MILWAUKEE -- In a political first for the city of Milwaukee, voters had a chance to take to the polls on a holiday (Memorial Day) on Monday, May 28th, and many lined up to cast their ballot in the recall election.
Nakida Humphrey helped people move from vans to the ballot box Monday. It was a ride especially meaningful for those with a disability, or needing some extra help.
"It can be difficult if you don't have transportation," one voter said.
Republicans say the transportation to the polls is on the left side of the political spectrum.
"Groups like that, you see the president's Organizing for America, you see MoveOn.org, you see all these liberal special interest groups out there - many of them driven by Washington," Gov. Walker said.
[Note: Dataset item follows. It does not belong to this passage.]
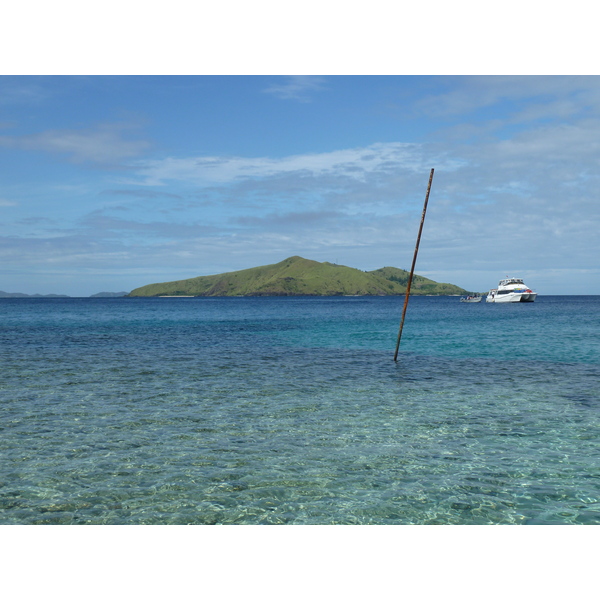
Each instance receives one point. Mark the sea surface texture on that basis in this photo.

"What I was saying yesterday in the churches is (Gov. Walker) has mountains and mountains of money, and my hope is we'll have lines and lines of people," Barrett said.
Wisconsin Jobs Now officials say they are not telling people who to vote for, but simply providing a means for people to cast a ballot. The transportation assistance is playing a role in higher than anticipated numbers of in-person absentee voters.
The Milwaukee County Election Commission said voters lined up starting at 9:00 a.m. Monday, and they saw a steady line of voters throughout the day.
Elections officials say they believe the number of absentee voters will continue to rise.
In-person absentee voting ends at 5:00 p.m. the Friday before the election (June 1st). Those mailing in absentee ballots must have them postmarked by election day (June 5th).